Without further ado, here is my list of possibilities:

Be Speculative

What if your computer was always one step ahead?  Speculative execution has been a mainstay of cpu design for a long time, but this would be speculative execution of software on your PC.  What the system needs is some idea of what you might want to do next.  This could be as simple as knowing which files you’ve accessed recently.  Based on that, the system would know which apps you’re most likely to run.  Imagine if on startup, each core took one of the most popular apps you like to run and started to bring it up behind the scenes.  If you actually ask for the app, it pops up immediately because it was already there. 

The same trick can be employed with data.  Let’s get the data I’m likely to want into RAM and off the disk (or off the Net).  It will be much faster to access it there if it’s called for.

Programmers Need Compiler Farms/Testers Need Test Farms

This is one of those insatiable desire problems if ever there was one.  Make the compile of a single file parallel or running a single test script in parallel might be hard.  However, most programs have many files and many test scripts.  With a little creative scheduling, we can do a lot of that work in parallel even though most of the software uses only one core at a time.


If you’re like me, anything that makes it easier to find what you’re looking for on your computer would be indispensible.  But since we’re talking about exotic multicore stuff, how about getting a little more exotic and creative?  I’m thinking of a background task that trolls through your digital photos and uses face recognition to provide an index of who is in the picture.  How cool would that be?  You’d start this program out with a nucleus of starter definitions.  Perhaps your family members and closest friends would be identified manually in a few pictures.  The program would then go off looking at pictures and looking to do a couple of things:

1)  Identify the face regions.  It creates a list of cropped rectangles for each picture, one rectangle per face.

2)  Identify faces.  It matches the regions to known faces.  There’d be a relevancy ranking:  72% chance this one Aunt Jane and only 17% chance its really Uncle Joe.

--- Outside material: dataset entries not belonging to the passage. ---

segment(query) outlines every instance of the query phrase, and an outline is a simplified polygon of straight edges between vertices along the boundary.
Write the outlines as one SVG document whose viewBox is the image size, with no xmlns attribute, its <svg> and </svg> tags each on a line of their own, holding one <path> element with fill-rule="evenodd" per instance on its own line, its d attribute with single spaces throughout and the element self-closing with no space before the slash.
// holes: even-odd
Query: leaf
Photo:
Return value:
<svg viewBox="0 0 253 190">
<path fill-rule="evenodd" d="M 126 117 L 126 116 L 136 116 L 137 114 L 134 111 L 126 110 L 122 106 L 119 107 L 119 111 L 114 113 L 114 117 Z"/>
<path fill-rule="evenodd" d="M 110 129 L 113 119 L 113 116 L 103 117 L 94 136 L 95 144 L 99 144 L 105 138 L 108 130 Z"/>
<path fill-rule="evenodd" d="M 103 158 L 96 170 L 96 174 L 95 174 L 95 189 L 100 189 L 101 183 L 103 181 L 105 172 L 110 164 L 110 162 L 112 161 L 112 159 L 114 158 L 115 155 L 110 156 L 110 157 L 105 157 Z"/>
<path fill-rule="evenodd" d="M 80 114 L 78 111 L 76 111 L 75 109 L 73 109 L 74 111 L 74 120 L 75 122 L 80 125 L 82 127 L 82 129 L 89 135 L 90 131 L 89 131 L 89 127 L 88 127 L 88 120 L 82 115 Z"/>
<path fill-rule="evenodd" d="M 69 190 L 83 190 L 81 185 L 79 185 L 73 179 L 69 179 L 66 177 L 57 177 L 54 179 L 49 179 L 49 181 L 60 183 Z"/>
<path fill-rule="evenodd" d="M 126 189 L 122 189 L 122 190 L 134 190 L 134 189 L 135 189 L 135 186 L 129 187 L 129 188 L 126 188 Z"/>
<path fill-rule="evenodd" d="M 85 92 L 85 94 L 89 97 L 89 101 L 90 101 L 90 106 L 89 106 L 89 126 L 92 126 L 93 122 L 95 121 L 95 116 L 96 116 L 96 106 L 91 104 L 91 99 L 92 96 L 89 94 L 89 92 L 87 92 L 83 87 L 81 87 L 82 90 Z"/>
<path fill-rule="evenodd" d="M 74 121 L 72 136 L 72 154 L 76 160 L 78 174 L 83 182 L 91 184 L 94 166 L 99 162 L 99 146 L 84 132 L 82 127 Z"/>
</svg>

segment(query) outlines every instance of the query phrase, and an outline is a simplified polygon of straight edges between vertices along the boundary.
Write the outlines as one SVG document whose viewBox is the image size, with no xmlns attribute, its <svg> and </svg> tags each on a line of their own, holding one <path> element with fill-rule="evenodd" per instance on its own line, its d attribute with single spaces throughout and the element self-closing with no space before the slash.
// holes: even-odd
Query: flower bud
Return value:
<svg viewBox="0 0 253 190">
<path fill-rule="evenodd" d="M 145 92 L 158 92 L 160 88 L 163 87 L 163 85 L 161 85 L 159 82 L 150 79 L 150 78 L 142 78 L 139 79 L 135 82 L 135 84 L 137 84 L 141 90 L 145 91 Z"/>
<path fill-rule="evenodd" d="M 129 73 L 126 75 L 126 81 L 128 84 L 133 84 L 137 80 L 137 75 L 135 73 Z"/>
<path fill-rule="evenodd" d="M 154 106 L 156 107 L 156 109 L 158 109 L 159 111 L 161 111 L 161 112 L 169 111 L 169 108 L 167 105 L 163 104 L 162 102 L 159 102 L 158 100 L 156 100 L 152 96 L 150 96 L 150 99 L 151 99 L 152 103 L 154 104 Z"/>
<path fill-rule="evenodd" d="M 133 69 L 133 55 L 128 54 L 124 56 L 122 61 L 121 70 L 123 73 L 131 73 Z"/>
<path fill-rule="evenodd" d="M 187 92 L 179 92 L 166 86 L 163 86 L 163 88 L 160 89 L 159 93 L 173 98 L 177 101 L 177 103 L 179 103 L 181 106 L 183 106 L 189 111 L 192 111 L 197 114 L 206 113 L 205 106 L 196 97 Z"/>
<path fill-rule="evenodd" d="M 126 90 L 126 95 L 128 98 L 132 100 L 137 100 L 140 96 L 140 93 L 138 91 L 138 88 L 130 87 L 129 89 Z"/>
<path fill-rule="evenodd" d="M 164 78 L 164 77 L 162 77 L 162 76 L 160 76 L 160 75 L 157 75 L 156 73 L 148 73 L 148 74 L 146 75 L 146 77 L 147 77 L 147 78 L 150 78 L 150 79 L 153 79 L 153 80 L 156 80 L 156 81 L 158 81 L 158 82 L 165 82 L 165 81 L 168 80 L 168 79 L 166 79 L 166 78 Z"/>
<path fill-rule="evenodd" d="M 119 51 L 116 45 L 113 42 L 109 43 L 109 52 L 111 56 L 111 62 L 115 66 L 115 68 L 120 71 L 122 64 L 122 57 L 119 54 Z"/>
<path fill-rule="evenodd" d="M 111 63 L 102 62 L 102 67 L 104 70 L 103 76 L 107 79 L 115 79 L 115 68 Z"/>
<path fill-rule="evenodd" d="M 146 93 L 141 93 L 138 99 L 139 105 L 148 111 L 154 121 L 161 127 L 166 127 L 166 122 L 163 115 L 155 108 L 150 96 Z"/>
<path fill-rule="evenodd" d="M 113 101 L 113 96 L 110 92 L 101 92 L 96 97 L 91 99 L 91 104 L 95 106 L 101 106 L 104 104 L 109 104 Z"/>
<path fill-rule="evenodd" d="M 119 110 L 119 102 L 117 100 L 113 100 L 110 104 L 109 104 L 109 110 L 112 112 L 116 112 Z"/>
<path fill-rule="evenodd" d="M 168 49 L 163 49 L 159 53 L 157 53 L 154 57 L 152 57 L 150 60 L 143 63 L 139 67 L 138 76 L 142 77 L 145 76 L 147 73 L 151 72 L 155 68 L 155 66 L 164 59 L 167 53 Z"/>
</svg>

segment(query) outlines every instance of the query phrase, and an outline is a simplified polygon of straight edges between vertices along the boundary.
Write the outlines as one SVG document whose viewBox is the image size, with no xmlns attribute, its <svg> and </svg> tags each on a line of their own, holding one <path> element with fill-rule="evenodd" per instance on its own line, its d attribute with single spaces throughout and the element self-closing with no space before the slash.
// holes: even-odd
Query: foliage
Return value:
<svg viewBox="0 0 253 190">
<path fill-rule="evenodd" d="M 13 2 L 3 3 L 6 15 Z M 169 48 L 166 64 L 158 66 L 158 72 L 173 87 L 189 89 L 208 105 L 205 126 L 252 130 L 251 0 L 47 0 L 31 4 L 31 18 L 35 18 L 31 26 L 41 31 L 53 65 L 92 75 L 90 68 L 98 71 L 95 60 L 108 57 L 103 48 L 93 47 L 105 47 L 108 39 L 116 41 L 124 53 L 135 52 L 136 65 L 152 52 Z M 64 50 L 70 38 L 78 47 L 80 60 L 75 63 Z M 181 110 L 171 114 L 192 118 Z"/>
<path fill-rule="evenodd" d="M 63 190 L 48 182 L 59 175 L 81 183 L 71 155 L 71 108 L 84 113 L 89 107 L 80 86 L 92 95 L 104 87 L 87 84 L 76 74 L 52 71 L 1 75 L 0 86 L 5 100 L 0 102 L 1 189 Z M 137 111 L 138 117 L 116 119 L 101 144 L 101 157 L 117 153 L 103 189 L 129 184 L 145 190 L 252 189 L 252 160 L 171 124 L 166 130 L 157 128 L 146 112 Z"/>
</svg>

3)  It asks the user to confirm any faces where the relevancy is too low.  In so doing, it would learn how to identify a particular face better.  Likewise, you’d be able to easily correct its mistakes and it would learn there too.

4)  It builds a list of unidentified faces and ranks them by frequency.  Periodically, it would ask you to identify those that are the most common unknown persons.

Now, any time you want to look at your photos, you’d get captions to go with the photos telling who the people are.  The technology to do this exists today, and it seems to me would make for a killer app.

Tend the Garden

While we’re indexing, there’s a lot of other tasks one could undertake tending the garden of local data.  Clearly I can be on the lookout for malicious offenders: viruses, spyware, and all that sort of thing.  I can rearrange the data on the disk to defrag it and optimize it for better performance.  I can back it up over the web to keep it safe.  I can prune by looking for candidates for deletion.  I can encrypt to keep prying eyes from accessing the data too easily.

Hang Out a Shingle

Even if you don’t have software to take advantage of extra cores, maybe someone else does.  You can hang out a shingle (digitally, of course) whenever you have idle cores for rent.  Anyone whom you allow to share your cores gets to use some of them.  Perhaps it works along the lines of a Hadoop.  Heck, you could envision a search firm letting it’s users do both the web crawling and the search indexing during the normal course of their web browsing.  What a good opportunity to periodically ask them a question to help make results better.

Endless Possibilities, OS Help Wanted

There are endless possibilities here.  Right away it seems that we’ll want some sort of OS help to enable proper sharing of system resources among all these different apps that have suddenly sprouted.  The thing I’d worry most about is disk access.  When my antivirus program fires up it ruins performance of most other apps by hogging the disk.  The OS knows which app has focus and needs to be smart about parceling out that scarce disk resource.  Greater sophistication will be needed there to fully maximize the Multicore Experience.